July 5, 2024

The unemployment rate rose 0.1% in June to 4.1% ((4.054%) after increasing 0.1% in May to 4.0% after having risen 0.1% in April to 4.0%.  In June  the labor force rose by 277 thousand..  Employment increased 116 thousand.  As a result, the number of unemployed workers rose by 162 thousand  and the unemployment rate rose 0.1% to 4.1%.   In contrast, payroll employment rose by 206 thousand in compared to the 116 thousand increase in civilian employment.

How come the two estimates of employment are different?  First, the two are figures are derived from separate data streams.  The payroll number is calculated from employment numbers reported by a large number of employers across all industries.  Employment for the unemployment rate calculation is derived from knocking on doors and asking people if they have a job.  It is known as the  household survey.  It tends to be more volatile than the payroll employment data.  One conceptual difference is that the household survey includes people who are self-employed which would not be captured in the establishment survey.  In the end, there is always monthly noise between the two series.  Over time the two surveys seem to show roughly comparable gains in employment.

In the wake of the Fed’s series of rate hikes the labor market is doing particularly well.  The Fed considers full employment to be 4.0% which means that at that level everybody who wants a job has one, and that is almost exactly where the unemployment rate is currently.  Ordinarily in that situation there would be some upward pressure on wages as firms bid against each other to get the required number of workers and as workers and unions try to offset some of the decline in real earnings that has occurred over the past two years.  However, the influx of immigrant workers crossing the border from Mexico appear to taking some low-paying jobs as they begin to adjust to life in the United States which, in turn, is allowing hourly earnings to grow more slowly than had been anticipated.

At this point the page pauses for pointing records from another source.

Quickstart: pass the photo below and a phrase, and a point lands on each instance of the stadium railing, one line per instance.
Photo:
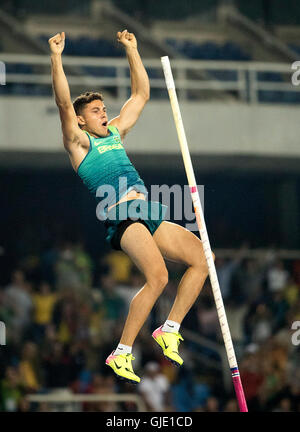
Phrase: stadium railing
(245, 81)
(71, 402)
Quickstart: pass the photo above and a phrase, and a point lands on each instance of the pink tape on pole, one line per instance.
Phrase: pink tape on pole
(239, 392)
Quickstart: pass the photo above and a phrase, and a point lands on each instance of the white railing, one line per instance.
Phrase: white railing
(66, 399)
(189, 75)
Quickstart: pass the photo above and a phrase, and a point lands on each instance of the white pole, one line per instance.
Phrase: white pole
(203, 234)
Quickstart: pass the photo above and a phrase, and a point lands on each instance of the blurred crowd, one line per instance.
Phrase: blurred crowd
(64, 313)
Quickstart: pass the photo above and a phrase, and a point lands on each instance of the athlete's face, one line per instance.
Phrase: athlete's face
(94, 118)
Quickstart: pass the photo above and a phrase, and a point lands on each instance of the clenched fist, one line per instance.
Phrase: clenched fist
(127, 39)
(57, 43)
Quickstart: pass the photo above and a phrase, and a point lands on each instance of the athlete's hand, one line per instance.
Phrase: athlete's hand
(57, 43)
(127, 39)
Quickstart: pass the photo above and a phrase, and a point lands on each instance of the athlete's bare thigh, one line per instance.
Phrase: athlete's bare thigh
(178, 244)
(138, 243)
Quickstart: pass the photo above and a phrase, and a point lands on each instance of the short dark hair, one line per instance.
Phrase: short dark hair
(84, 99)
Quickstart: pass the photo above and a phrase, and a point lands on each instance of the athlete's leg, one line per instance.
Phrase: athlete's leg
(178, 244)
(138, 244)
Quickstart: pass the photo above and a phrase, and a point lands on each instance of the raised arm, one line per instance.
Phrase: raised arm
(140, 88)
(72, 134)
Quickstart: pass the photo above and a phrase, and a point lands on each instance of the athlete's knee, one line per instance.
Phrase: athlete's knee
(199, 261)
(158, 278)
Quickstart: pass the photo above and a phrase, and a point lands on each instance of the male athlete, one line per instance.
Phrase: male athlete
(95, 148)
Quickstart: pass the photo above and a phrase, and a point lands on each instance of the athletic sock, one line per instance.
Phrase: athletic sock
(123, 349)
(171, 326)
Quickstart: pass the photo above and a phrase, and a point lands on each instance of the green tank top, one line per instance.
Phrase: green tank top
(107, 165)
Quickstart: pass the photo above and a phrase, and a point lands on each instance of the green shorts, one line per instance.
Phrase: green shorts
(149, 213)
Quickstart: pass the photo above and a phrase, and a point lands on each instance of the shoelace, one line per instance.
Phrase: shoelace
(127, 356)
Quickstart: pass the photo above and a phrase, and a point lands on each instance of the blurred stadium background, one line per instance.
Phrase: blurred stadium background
(64, 293)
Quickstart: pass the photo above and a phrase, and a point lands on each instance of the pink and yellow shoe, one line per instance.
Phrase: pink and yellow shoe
(121, 365)
(169, 342)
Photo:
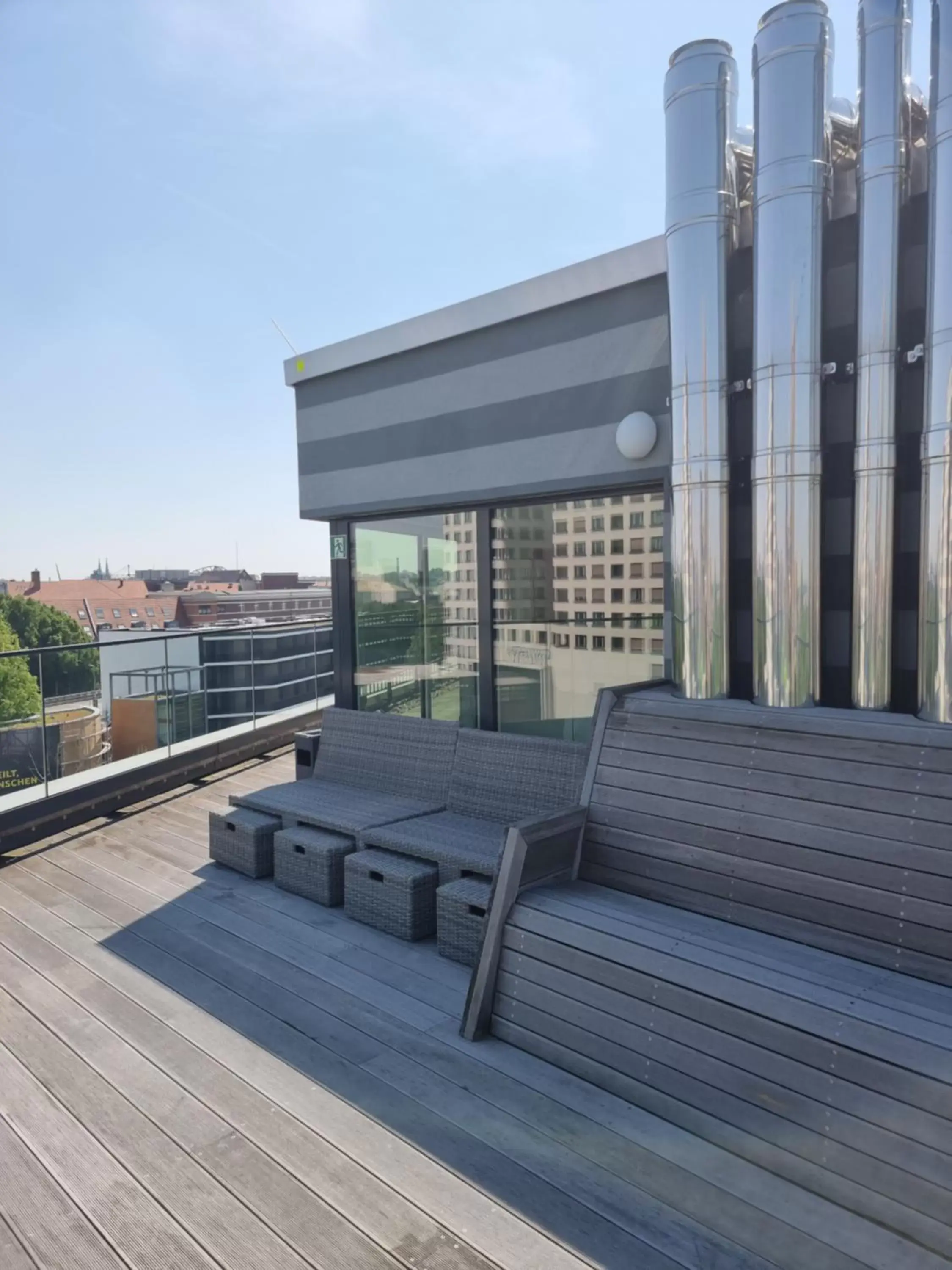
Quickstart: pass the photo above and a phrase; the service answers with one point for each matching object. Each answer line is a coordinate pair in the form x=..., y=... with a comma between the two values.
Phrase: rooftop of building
x=634, y=263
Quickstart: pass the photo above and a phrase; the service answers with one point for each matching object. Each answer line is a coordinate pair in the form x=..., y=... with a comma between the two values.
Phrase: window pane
x=549, y=682
x=417, y=644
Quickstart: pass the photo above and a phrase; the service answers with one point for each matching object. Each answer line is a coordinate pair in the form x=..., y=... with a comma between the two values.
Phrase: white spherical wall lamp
x=636, y=435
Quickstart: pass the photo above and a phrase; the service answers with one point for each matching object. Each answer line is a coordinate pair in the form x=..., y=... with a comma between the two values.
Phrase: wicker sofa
x=498, y=781
x=371, y=769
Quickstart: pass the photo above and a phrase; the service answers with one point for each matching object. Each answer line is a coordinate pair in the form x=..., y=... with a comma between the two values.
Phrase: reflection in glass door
x=415, y=616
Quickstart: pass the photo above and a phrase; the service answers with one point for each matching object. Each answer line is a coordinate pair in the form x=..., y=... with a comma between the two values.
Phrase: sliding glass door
x=415, y=616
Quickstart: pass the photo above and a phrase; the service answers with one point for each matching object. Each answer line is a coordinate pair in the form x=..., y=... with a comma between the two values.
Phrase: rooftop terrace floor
x=198, y=1070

While the official rate is the most widely used, the reality is that the official rate can be misleading because it does not include “underemployed” workers.  There are two types of “underemployed” workers.  First, there are people who have unsuccessfully sought employment for so long that they have given up looking for a job.  Second, are those workers  that currently have a part time position but indicate that they would like full time employment.  The total of these two types of underemployed workers are  “marginally attached” to the labor force.  The number of these workers has risen in recent months as some people appear to have gotten a part-time job but would like a full-time position..

To incorporate the impact of these workers who are marginally attached to the labor force, we should probably be focusing on the broader measure of unemployment which was unchanged in June at 7.4%.   Full employment for this measure of unemployment is somewhere around the 8.0% mark.

Given the steady gains in employment we look for GDP growth of 2.0% growth in the second quarter followed by GDP gains of 1.7% in both the third and fourth quarters.